LeetCode 322: Coin Change is a classic dynamic programming problem. It asks us to determine the minimum number of coins needed to make a certain amount using coins of given denominations. This problem tests our ability to decompose problems using subproblems and optimal solutions.

Problem Statement

You are given an integer array coins representing coins of different denominations and an integer amount representing a total amount of money.

Return the fewest number of coins that you need to make up that amount.
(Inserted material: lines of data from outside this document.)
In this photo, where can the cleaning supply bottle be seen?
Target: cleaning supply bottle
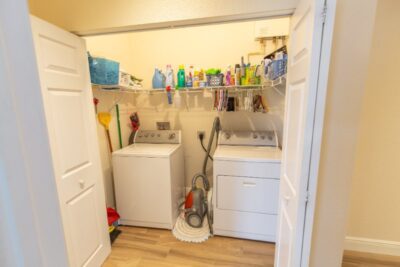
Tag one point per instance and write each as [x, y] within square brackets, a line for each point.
[196, 80]
[168, 89]
[228, 76]
[189, 78]
[177, 99]
[158, 79]
[169, 79]
[181, 76]
[237, 74]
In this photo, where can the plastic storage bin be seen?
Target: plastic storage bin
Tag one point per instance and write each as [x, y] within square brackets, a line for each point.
[103, 71]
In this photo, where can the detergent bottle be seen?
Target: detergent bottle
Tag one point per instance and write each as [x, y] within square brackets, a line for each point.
[181, 76]
[189, 78]
[169, 79]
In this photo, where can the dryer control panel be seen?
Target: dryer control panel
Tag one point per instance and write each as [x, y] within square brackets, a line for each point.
[158, 137]
[248, 138]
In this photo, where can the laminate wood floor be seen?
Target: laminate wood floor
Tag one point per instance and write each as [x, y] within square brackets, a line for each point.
[361, 259]
[147, 247]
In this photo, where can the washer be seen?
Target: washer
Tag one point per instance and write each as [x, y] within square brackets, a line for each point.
[246, 185]
[149, 179]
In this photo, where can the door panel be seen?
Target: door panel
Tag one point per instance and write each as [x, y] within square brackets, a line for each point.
[84, 227]
[303, 70]
[67, 97]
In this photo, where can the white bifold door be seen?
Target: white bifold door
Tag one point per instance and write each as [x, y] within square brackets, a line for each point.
[306, 36]
[67, 98]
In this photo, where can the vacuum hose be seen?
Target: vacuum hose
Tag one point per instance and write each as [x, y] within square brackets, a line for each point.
[215, 129]
[196, 205]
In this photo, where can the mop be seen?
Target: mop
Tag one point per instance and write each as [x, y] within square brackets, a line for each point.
[194, 224]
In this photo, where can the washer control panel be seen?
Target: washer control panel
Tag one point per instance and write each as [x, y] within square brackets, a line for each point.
[247, 138]
[158, 137]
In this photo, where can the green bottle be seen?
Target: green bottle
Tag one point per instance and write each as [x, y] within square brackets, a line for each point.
[181, 77]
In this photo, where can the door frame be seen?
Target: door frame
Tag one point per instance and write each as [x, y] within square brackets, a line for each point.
[20, 55]
[31, 217]
[316, 139]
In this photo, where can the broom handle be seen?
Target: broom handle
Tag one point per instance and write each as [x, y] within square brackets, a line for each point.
[109, 140]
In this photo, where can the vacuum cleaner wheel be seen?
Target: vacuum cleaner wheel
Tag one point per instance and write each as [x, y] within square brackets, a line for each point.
[194, 220]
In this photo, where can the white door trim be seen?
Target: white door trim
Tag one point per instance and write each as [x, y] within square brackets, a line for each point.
[31, 220]
[319, 114]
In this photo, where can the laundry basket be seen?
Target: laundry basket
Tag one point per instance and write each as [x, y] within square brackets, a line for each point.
[103, 71]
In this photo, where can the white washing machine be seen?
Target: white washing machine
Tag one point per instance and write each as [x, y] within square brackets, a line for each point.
[149, 179]
[246, 185]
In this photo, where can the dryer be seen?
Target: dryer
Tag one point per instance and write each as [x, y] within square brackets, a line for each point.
[246, 185]
[149, 179]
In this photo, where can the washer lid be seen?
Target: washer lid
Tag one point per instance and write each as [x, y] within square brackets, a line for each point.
[147, 150]
[248, 153]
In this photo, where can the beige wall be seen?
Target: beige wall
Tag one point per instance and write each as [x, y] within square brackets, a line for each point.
[376, 181]
[93, 16]
[203, 46]
[350, 53]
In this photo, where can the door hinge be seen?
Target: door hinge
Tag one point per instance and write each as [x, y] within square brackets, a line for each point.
[324, 12]
[307, 198]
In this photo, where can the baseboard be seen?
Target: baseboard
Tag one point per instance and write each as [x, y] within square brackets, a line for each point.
[372, 245]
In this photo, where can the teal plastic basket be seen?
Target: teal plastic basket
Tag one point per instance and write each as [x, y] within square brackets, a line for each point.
[103, 71]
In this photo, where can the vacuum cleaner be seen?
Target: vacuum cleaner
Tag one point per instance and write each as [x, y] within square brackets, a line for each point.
[196, 204]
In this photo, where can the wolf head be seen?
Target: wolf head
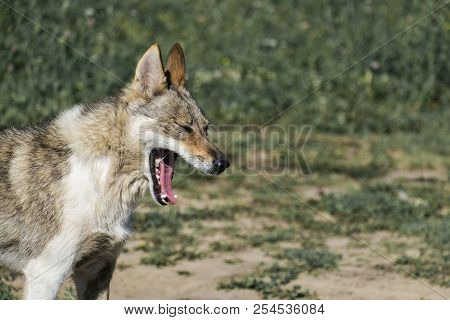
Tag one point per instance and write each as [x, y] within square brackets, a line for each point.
[168, 122]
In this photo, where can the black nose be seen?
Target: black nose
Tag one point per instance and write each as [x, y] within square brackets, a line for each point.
[220, 165]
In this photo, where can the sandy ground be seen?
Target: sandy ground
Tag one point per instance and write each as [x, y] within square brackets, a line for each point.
[362, 274]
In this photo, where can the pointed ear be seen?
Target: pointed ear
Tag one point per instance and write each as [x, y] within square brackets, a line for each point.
[176, 66]
[149, 76]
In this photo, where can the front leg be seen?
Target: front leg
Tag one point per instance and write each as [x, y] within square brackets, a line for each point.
[45, 273]
[93, 279]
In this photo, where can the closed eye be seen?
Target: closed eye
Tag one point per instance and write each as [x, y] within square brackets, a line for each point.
[186, 128]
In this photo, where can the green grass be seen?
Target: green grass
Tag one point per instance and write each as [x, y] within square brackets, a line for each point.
[254, 59]
[269, 281]
[273, 282]
[247, 61]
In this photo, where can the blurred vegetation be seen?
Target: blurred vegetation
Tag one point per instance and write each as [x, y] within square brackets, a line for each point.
[247, 60]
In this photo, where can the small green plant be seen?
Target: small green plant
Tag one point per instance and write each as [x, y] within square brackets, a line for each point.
[269, 281]
[271, 236]
[6, 291]
[311, 259]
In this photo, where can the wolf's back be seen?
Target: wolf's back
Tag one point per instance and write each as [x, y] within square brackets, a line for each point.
[32, 163]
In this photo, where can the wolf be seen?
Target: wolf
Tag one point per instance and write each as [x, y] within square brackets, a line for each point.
[69, 186]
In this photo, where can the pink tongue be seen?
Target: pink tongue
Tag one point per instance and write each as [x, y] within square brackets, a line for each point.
[165, 175]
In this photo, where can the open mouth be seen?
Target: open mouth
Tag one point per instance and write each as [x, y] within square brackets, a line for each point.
[162, 168]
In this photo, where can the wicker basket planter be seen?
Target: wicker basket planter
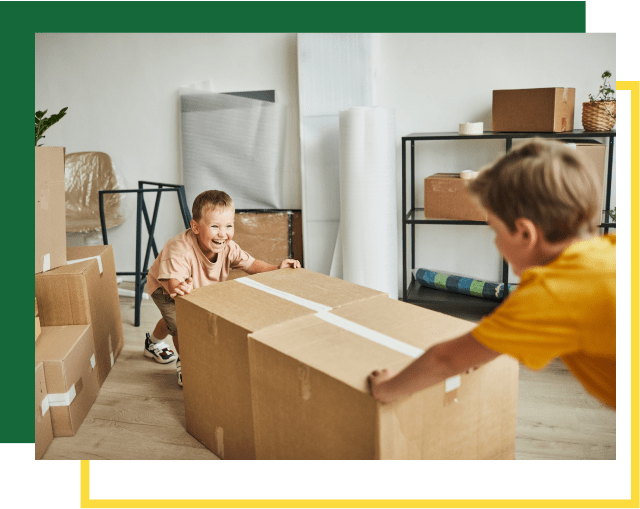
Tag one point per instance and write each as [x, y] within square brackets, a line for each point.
[599, 115]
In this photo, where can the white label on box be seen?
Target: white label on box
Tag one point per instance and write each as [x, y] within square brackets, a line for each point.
[63, 399]
[45, 405]
[71, 262]
[452, 383]
[283, 295]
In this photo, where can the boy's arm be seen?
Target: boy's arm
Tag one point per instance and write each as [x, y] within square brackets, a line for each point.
[176, 287]
[440, 362]
[259, 266]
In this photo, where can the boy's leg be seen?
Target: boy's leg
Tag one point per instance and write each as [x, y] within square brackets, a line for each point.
[155, 346]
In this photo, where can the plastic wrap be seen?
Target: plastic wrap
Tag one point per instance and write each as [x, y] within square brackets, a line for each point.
[86, 173]
[233, 144]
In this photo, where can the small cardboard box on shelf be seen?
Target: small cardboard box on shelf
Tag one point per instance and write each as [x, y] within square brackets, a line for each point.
[533, 110]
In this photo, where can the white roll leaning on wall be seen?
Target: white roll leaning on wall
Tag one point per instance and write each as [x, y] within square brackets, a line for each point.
[368, 223]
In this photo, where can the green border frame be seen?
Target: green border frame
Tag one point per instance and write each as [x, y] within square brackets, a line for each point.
[56, 484]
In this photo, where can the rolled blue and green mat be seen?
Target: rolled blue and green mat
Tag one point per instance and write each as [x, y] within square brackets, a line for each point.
[460, 284]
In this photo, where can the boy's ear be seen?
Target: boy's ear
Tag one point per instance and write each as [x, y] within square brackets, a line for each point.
[528, 231]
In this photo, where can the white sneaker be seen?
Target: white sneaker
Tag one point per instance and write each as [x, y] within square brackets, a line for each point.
[159, 351]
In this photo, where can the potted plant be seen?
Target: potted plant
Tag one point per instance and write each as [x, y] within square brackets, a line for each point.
[599, 114]
[43, 123]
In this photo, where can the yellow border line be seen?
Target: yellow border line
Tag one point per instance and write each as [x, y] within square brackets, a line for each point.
[86, 502]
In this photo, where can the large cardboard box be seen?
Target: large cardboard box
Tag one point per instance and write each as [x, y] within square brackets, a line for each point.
[446, 197]
[44, 429]
[71, 375]
[596, 154]
[533, 110]
[310, 398]
[213, 323]
[81, 293]
[50, 209]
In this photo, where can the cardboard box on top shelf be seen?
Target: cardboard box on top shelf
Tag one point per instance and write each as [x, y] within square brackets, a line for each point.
[446, 197]
[213, 323]
[44, 429]
[311, 401]
[265, 236]
[85, 293]
[71, 375]
[533, 110]
[50, 209]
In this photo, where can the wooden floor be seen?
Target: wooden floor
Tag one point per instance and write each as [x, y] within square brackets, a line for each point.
[139, 413]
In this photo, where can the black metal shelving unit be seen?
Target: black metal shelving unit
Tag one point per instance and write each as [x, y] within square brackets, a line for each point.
[439, 300]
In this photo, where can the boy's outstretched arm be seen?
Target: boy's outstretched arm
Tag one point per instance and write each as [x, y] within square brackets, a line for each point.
[259, 266]
[440, 362]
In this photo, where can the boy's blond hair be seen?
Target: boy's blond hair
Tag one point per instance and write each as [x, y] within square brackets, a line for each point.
[544, 181]
[210, 200]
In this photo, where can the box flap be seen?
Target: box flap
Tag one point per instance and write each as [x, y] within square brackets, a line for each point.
[252, 308]
[350, 350]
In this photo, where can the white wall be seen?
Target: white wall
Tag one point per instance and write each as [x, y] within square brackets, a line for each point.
[122, 94]
[121, 90]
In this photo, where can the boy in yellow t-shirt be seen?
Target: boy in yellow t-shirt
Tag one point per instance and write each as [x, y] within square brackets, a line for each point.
[541, 201]
[202, 255]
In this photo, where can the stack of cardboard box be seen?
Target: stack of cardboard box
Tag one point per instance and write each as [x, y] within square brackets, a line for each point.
[275, 365]
[78, 324]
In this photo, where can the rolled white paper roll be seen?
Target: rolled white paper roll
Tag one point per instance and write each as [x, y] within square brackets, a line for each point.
[471, 128]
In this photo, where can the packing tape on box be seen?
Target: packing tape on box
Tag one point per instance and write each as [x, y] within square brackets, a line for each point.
[45, 405]
[471, 128]
[71, 262]
[63, 399]
[323, 312]
[283, 295]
If that amount of money cannot be made up by any combination of the coins, return -1.

You may assume that you have an infinite number of each kind of coin.

Example

python

Input: coins = [1, 2, 5], amount = 11
Output: 3
Explanation: 11 = 5 + 5 + 1

Input: coins = [2], amount = 3
Output: -1

Input: coins = [1], amount = 0
Output: 0

Step-by-Step Solution

🧠 Intuition

We need to find the minimum number of coins that sum up to a given amount. Since we can use coins infinitely, this resembles an unbounded knapsack problem.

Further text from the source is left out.